Let’s now look at the internal mechanics of how this actually works.

First KDB finds all the candidate matches based on all the column till the last one. Then the aj verb makes use of the binary search function (bin) in KDB. Bin takes two arguments of the same type, the first is a sorted list in ascending order, the second is either a list or an item. For each second argument it returns the index that is equal or less in the first argument. A simple example will illustrate this:

q)0 1 2 3 4 5 6 7 bin 4
4
q)0 1 2 3.5 4 5 6 7 bin 3.0
2
q)0 1 2 3.5 4 5 6 7 bin 0.1 0.2 1.9 3.6
0 0 1 3

So assuming the candidate matches are sorted, picking out the latest as of the query time becomes as simple as performing binary search on each row we are trying to match against the candidate matches, which is exactly how KDB does it.

Another way of thinking about “bin” is that it returns the last element from a set of candidate matches, where match means being before the current element.

With this view in mind, it should be clear that we can’t use As Of Join to solve the Primal Scenario.
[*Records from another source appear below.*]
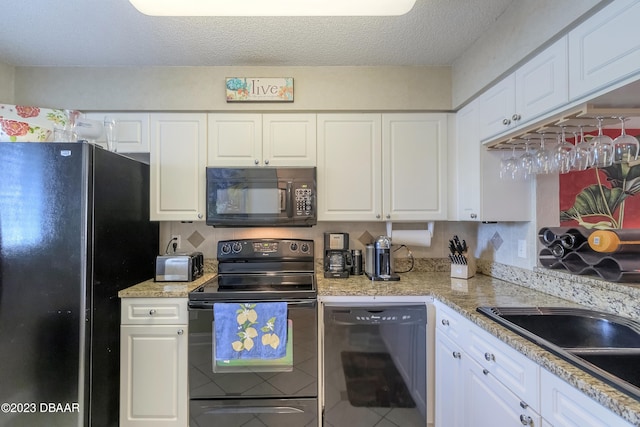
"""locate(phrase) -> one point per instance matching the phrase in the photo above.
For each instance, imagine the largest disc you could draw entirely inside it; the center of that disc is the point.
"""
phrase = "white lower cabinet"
(564, 406)
(481, 381)
(153, 362)
(487, 402)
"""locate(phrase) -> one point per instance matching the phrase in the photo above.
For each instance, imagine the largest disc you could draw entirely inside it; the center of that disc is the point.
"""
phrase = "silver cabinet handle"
(526, 420)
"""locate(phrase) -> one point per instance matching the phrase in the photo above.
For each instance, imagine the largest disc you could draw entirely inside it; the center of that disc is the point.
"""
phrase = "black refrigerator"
(74, 230)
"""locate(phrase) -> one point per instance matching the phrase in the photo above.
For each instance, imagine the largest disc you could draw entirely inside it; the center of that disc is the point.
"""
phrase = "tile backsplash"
(203, 238)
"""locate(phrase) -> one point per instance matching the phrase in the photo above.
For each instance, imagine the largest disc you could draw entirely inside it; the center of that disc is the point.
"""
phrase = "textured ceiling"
(113, 33)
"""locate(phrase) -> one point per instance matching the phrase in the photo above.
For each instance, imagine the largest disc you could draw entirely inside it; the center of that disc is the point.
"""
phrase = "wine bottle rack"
(579, 258)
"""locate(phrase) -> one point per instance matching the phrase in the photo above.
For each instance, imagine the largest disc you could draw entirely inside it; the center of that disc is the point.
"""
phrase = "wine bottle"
(572, 239)
(623, 240)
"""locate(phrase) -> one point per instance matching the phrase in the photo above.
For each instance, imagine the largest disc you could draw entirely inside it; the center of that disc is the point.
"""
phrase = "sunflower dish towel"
(250, 330)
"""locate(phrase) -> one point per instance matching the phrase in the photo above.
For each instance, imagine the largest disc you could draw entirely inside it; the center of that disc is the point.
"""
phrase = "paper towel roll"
(411, 237)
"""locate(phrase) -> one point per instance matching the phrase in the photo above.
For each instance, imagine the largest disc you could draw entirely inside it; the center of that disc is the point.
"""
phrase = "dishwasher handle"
(377, 316)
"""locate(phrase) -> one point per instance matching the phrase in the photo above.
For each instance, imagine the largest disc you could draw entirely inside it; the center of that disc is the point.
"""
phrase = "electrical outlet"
(176, 238)
(522, 248)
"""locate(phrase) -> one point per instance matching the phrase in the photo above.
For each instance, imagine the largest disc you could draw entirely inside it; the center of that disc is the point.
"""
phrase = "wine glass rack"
(583, 116)
(568, 248)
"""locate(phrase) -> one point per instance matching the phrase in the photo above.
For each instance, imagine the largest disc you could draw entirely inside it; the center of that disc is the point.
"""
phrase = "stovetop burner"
(261, 269)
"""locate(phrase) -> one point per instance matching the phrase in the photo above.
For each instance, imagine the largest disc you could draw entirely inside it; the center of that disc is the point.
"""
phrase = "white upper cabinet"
(535, 88)
(133, 131)
(178, 154)
(480, 193)
(414, 159)
(236, 140)
(349, 167)
(387, 167)
(289, 139)
(605, 48)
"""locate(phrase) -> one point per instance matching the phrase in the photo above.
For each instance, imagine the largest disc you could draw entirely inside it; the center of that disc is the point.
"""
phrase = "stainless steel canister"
(369, 260)
(356, 262)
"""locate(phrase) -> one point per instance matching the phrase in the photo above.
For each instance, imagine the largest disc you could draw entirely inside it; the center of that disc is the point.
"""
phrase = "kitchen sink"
(605, 345)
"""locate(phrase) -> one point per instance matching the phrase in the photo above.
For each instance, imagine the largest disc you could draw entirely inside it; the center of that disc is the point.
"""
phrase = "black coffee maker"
(337, 257)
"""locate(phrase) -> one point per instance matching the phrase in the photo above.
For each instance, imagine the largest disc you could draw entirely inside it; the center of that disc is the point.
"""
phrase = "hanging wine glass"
(582, 159)
(625, 147)
(601, 148)
(544, 158)
(562, 153)
(527, 162)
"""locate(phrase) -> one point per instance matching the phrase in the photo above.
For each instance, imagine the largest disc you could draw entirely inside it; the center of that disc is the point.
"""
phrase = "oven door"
(297, 380)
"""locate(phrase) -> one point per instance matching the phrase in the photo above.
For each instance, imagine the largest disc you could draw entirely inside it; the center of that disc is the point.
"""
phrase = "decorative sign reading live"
(259, 89)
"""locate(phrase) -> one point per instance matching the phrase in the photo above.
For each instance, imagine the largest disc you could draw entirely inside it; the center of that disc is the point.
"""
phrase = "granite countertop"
(153, 289)
(464, 296)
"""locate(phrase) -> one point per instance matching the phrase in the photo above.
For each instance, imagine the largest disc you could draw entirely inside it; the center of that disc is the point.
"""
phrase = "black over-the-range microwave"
(261, 197)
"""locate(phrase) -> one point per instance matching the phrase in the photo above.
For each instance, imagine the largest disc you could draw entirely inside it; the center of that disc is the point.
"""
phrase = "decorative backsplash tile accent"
(496, 240)
(196, 239)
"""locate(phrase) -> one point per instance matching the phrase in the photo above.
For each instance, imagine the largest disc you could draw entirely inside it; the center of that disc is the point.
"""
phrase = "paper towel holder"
(424, 236)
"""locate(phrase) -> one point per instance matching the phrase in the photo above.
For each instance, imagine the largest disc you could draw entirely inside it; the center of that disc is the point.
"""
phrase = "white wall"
(203, 88)
(525, 27)
(7, 75)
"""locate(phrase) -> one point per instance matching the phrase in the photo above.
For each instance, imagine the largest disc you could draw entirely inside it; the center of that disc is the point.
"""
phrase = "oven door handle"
(255, 410)
(208, 305)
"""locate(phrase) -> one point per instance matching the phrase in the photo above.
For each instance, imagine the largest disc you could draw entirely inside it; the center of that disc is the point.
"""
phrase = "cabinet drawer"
(450, 323)
(157, 311)
(517, 372)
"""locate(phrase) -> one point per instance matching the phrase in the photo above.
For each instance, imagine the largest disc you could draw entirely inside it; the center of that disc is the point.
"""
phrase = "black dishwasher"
(375, 365)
Since as-of-join essentially gives you the last row that is before the time you are asking, whereas we are looking for the first row.  If we consider shifting the timestamps so that all the candidates within the tolerance are before the matching row’s timestamp we would still get the last match instead of the first one.

Luckily, there is another function called binr that returns the first index that is equal or greater to the query. Which leads us to:

q)0 1 2 3 4 5 6 7 binr 4
4
q)0 1 2 3.5 4 5 6 7 binr 3.0
3
q)0 1 2 3.5 4 5 6 7 binr 0.1 0.2 1.9 3.6
1 1 2 4

Since binr returns the first index that is equal or greater, we can think of it as returning the first match from a set of candidates where matches are determined as being greater or equal to the element being matched. This bin right function, so named because it returns the binary search from the right, is now enough to go and solve the primal scenario.
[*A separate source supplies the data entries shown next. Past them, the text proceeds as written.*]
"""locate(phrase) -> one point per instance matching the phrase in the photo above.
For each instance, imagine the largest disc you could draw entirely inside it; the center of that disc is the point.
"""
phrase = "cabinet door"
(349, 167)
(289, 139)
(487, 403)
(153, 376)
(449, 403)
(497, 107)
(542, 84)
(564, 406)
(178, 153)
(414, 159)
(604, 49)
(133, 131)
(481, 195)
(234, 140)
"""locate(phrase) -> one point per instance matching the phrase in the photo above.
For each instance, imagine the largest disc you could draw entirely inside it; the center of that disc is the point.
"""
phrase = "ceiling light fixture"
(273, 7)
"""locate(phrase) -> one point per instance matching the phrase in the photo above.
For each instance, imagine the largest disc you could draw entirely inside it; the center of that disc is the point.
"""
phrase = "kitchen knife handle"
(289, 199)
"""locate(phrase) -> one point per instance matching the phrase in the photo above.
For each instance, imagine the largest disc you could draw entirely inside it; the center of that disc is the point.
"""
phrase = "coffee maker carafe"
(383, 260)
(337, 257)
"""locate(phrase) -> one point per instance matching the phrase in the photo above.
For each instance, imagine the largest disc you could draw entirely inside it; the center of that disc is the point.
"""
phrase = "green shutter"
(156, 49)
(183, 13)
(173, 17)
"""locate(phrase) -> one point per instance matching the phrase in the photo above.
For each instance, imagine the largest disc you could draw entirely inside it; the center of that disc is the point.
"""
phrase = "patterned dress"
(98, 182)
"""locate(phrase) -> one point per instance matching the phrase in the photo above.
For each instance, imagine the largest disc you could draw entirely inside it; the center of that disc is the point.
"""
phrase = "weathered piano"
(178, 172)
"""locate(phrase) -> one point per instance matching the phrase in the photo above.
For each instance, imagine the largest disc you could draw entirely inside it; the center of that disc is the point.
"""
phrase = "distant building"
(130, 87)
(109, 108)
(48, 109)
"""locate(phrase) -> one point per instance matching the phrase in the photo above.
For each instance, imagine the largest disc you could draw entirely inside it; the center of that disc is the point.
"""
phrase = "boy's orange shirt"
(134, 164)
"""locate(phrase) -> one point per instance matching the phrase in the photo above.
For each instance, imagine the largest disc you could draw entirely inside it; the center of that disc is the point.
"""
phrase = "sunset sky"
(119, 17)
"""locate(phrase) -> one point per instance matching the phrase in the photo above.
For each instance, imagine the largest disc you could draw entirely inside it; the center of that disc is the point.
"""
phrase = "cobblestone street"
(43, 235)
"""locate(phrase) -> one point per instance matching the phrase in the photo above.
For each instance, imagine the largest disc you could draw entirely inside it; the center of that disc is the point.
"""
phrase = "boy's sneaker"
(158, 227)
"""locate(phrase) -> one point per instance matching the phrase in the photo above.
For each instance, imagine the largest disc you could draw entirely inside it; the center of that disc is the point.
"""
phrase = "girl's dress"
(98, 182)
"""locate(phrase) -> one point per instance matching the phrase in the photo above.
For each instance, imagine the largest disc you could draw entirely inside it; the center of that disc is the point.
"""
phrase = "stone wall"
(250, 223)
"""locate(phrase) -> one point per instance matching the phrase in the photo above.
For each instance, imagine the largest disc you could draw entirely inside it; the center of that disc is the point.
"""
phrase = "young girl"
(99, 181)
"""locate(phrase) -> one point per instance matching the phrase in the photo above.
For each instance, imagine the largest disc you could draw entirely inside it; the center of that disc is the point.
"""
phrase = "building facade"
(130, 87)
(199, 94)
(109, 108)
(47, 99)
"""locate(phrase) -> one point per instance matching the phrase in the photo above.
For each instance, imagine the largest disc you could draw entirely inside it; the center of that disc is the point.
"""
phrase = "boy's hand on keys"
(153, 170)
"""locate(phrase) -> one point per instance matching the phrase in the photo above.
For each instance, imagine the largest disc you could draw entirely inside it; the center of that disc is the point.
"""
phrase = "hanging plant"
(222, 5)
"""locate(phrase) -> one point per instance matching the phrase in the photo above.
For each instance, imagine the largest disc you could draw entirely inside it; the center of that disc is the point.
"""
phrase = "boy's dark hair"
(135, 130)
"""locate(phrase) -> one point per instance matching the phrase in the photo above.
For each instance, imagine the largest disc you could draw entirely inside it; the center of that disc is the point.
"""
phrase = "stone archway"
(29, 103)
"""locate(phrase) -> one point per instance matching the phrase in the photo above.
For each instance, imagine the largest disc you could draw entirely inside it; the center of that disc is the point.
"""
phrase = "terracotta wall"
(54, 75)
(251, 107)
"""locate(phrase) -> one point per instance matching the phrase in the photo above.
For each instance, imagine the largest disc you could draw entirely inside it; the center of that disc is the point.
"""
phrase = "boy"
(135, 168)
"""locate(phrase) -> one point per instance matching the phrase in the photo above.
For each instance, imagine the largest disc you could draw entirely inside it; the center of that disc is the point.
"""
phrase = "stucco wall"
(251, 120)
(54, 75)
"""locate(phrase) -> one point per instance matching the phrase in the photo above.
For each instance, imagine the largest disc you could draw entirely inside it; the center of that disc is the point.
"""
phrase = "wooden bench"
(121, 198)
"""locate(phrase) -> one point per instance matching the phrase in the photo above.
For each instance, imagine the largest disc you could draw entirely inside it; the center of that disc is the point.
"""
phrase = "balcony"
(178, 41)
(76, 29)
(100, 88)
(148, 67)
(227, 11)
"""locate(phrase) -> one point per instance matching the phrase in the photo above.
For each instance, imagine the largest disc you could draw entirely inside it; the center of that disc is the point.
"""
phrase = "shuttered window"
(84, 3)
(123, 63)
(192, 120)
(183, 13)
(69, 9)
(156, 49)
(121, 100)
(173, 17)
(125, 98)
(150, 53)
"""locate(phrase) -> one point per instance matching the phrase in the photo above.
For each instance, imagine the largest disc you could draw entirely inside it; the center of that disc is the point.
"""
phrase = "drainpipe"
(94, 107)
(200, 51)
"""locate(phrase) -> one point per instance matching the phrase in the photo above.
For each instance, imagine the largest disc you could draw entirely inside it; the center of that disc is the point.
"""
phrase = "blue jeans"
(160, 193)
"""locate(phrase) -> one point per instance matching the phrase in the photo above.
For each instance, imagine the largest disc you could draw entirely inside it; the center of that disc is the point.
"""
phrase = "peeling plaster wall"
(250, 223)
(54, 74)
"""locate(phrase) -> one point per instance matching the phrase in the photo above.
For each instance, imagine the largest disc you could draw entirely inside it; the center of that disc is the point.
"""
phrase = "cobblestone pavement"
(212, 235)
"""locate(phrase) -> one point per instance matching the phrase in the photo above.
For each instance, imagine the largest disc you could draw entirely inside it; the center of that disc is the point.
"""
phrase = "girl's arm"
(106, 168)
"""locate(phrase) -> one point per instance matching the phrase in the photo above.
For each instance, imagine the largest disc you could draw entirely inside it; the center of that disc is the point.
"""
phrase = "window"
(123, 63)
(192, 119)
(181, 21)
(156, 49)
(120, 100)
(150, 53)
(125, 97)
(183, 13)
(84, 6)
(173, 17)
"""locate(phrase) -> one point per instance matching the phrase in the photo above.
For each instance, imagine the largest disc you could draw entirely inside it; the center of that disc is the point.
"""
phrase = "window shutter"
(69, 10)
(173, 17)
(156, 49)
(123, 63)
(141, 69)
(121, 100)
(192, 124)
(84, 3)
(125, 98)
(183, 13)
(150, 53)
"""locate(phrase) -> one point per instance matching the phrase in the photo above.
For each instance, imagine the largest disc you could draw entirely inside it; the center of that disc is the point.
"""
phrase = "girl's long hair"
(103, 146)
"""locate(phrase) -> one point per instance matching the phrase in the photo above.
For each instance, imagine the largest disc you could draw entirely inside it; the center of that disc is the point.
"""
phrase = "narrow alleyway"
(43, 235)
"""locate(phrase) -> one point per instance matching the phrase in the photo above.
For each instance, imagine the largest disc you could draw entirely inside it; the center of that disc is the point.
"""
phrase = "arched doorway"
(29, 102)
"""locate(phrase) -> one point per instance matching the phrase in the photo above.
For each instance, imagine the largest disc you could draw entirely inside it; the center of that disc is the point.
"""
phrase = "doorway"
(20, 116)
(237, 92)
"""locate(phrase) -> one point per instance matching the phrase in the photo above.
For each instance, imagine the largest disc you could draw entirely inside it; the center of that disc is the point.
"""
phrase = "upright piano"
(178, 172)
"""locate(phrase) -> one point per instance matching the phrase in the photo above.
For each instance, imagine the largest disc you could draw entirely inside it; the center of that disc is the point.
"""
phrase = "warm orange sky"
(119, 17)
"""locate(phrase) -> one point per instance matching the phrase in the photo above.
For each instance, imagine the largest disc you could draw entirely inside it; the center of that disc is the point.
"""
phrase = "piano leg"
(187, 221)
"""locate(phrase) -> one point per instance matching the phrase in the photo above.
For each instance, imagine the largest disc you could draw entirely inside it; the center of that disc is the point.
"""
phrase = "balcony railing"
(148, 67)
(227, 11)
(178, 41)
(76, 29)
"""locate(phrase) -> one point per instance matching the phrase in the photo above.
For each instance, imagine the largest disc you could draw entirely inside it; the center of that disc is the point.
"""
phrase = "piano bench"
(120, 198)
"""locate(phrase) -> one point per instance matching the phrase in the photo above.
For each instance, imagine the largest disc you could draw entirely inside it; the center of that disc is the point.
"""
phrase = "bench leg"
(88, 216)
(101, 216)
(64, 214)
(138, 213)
A New Verb AJR as of join right

Let’s take a quick look how aj is implemented:

k){.Q.ft[{d:x_z;$[&/j:-1<i:(x#z)bin x#y;y,'d i;+.[+.Q.ff[y]d;(!+d;j);:;.+d i j:&j]]}[x,();;0!z]]y}

Sure enough there is the bin verb right in the middle of the verb.

So we can create another verb called ajr and define it like this:

k){.Q.ft[{d:x_z;$[&/j:-1<i:(x#z)binr x#y;y,'d i;+.[+.Q.ff[y]d;(!+d;j);:;.+d i j:&j]]}[x,();;0!z]]y}

A quick note, the easiest way is to simply go into k mode by typing one backslash. But in a script it’s easier to just to write:

k)ajr:{.Q.ft[{d:x_z;$[&/j:-1<i:(x#z)binr x#y;
     y,'d i;+.[+.Q.ff[y]d;(!+d;j);:;.+d i j:&j]]}[x,();;0!z]]y}

or

"k" "ajr:{.Q.ft[{d:x_z;$[&/j:-1<i:(x#z)binr x#y;
     y,'d i;+.[+.Q.ff[y]d;(!+d;j);:;.+d i j:&j]]}[x,();;0!z]]y}"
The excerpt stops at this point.